Table 2. Empirical results of our experiments.

Table 3 shows that we obtained a total number of rules 7, 8, 7 and 8 respectively using DT and 24, 22, 23 and 24 using RF for Kendall Rank Correlation, ANOVA, RF and GBDT respectively. Subsequently, we eliminated all the insignificant rules that have an importance of 0, therefore we have an efficient, transparent and convincing system for financial professionals with fewer decision rules.

Table 3. Number of total and filtered rules.

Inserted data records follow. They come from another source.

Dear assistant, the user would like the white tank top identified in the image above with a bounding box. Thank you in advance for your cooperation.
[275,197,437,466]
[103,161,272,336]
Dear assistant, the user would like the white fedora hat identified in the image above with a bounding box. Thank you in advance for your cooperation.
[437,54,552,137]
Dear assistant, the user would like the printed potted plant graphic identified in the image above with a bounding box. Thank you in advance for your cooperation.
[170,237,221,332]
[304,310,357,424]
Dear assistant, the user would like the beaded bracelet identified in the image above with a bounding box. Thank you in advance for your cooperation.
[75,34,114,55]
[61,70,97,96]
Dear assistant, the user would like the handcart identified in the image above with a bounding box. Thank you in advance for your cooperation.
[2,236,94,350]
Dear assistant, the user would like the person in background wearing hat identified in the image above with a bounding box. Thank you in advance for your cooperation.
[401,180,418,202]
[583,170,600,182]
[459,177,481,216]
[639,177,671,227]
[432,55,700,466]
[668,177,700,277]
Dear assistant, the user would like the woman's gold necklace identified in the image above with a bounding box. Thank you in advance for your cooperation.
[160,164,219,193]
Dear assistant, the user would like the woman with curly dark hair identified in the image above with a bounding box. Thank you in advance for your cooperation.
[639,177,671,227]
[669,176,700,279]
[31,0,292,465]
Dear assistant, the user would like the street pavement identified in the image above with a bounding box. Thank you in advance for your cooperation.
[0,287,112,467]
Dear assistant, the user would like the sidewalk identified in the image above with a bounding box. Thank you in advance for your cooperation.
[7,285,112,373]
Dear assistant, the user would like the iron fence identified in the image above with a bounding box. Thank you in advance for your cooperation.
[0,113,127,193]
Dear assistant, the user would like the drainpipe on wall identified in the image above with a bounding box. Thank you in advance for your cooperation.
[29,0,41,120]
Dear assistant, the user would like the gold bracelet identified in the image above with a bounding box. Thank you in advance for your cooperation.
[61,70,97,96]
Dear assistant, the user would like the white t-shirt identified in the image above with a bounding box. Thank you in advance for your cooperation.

Interpretability of machine learning algorithms is necessary especially when the intended application involves important decisions. We argue that simplicity, stability and predictability are the minimum requirements for an interpretable model.

5 Conclusion

In this paper, we examined four FS techniques in conjunction with two rule extraction methods for credit risk assessment using the Australian Credit dataset from the UCI ML repository. It was revealed that the combination of these techniques was a very important approach for credit scoring residing in a reduced number of features and fewer decision rules while maintaining a promising classification performance and provided a solution to the trade-off between model interpretability and accuracy. These results encourage us to pursue further research in this direction and in particular for the rule extraction techniques that deserve more attention.

Future studies could explore this approach further by using other FS and rule extraction techniques to improve the performance and comprehensibility of the models. We also aim to test our approach on other databases.